The Deposit plan should:

  • Be informed by an REA to provide the areas “significant potential” to contribute to maximising renewable energy production. From the REA, the authority should explain how their renewable energy policy approach has been developed in line with PPW and the Welsh Government’s Toolkit for Planners (2015) taking account of all relevant issues and, where appropriate, making evidence-based decisions where the Toolkit facilitates this approach.
  • Demonstrate how the REA has been embedded into the candidate site process and explain how renewable energy and low carbon opportunities have informed the scale and location of growth including the key sites.
  • Include in policy and as part of the monitoring framework the contribution of the plan area towards developing and facilitating renewable and low carbon energy, and
  • Include in the policy framework opportunities for local renewable and low carbon energy schemes as proposed in Appendix 1 of the plan. 

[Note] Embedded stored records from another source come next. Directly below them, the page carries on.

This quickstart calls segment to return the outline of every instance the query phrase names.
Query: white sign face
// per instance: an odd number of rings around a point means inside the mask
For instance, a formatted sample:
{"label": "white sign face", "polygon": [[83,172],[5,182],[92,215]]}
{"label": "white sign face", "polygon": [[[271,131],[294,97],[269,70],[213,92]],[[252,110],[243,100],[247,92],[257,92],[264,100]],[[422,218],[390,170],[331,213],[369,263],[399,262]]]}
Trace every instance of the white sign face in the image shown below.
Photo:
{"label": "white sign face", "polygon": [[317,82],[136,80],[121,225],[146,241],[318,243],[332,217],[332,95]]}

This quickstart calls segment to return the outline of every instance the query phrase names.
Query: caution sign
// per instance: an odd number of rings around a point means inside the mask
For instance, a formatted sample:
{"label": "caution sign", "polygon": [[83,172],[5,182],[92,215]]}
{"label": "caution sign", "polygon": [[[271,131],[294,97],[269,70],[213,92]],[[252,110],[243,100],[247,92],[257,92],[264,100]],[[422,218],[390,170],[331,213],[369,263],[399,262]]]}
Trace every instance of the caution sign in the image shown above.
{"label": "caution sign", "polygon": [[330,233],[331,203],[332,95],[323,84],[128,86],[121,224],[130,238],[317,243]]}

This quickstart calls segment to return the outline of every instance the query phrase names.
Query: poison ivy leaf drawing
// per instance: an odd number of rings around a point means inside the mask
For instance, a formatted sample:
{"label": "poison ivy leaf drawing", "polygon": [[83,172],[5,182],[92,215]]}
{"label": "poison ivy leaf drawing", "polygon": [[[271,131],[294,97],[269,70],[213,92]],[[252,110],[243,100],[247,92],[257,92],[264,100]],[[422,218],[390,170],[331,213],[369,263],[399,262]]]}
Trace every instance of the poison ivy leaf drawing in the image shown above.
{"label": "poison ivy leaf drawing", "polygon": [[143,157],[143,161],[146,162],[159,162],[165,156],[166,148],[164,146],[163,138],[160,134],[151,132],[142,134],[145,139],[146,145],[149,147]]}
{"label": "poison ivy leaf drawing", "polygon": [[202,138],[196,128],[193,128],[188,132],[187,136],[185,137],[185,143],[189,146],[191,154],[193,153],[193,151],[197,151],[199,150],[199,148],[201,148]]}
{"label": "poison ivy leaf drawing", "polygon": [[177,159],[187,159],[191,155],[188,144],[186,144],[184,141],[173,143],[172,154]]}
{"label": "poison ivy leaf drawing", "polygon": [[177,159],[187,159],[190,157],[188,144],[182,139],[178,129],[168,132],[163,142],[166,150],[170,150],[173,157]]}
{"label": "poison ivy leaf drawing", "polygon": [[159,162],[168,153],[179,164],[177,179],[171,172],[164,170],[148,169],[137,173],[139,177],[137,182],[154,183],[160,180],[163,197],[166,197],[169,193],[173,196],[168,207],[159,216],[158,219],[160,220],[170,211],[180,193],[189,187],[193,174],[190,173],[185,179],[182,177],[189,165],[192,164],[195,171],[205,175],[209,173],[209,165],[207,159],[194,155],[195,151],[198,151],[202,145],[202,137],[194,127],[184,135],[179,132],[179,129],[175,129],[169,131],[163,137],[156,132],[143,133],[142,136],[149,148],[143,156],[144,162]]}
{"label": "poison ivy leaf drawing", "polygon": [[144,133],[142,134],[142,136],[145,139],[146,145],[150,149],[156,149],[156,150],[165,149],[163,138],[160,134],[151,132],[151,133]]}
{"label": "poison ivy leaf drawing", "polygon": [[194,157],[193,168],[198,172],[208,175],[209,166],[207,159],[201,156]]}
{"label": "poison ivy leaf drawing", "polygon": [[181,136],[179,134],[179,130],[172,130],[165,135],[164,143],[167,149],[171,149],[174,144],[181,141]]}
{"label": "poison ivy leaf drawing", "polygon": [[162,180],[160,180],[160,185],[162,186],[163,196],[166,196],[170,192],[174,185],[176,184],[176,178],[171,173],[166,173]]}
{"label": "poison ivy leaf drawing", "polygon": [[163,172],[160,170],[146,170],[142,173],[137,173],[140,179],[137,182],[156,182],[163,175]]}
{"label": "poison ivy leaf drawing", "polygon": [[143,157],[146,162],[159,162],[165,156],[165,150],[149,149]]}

Best and Most Versatile Agricultural Land 

Planning Policy Wales (Edition 10) is clear that agricultural land of grades 1, 2 and 3a of the Agricultural Land Classification (ALC) system is the best and most versatile (BMV) and should be conserved. When considering the site search sequence and development plan policies considerable weight should be given to protecting such land from development early in the process (PPW, paragraph 3.55). In the Preferred Strategy, it is unclear how the authority has taken account of BMV land in developing the spatial strategy, site selection process and new allocations as significant amounts of BMV land (totalling 186ha) cover key sites in the Sustainable Growth Areas at Island Farm, Bridgend, Pencoed Campus and Land east of Pyle.  We would urge the authority to work with the Welsh Government’s Natural Environment and Agriculture Team moving forward to Deposit using the most up-to-date Predictive ALC Map for Wales.      

Flooding  

The findings in the Council’s Strategic Flood Consequences Assessment (SFCA) should inform the Deposit plan supported by advice from Natural Resources Wales (NRW) where appropriate. The Council should ensure no highly vulnerable development is allocated in C2 Flood Plain. Where development is located in zone C1, while the principle of development may be appropriate in national policy terms, the key consideration for the LPA will be to demonstrate that allocations are suitable and deliverable in line with any mitigation measures that may be required to meet the requirements of national policy. The LPA will need to undertake a sufficiently detailed Flood Consequences Assessment (FCA) where appropriate and relevant, and seek advice from the statutory body, NRW prior to the examination. The authority should keep abreast of the emerging Welsh Government Technical Advice Note 15 (currently subject to consultation) with regards to allocations and the policy framework within the plan. 

Employment - Clarity and presentation in line with DPM and national policy

The Deposit LDP should: 

  • Clearly list the strategic and local employment allocations in LDP policy including the scale of each employment site (ha) it’s proposed Class B use and contribution towards the job growth, as well as an explanation of their spatial distribution and delivery.
  • Include in a separate safeguarding policy a list of key existing employment sites to be retained for employment use. As worded, it is unclear if the safeguarded sites are listed in Table 7 as the terminology for safeguarded / allocated employment sites is used interchangeably. 
  • Include criteria-based policies to assess new employment applications in urban and rural areas and provide support to the rural economy through the expansion of existing businesses, re-use or adaption of existing buildings, self-employment and micro businesses (TAN 6).
  • Include a separate policy on farm diversification, if appropriate, and
  • Identify the employment sites that are suitable for waste management facilities.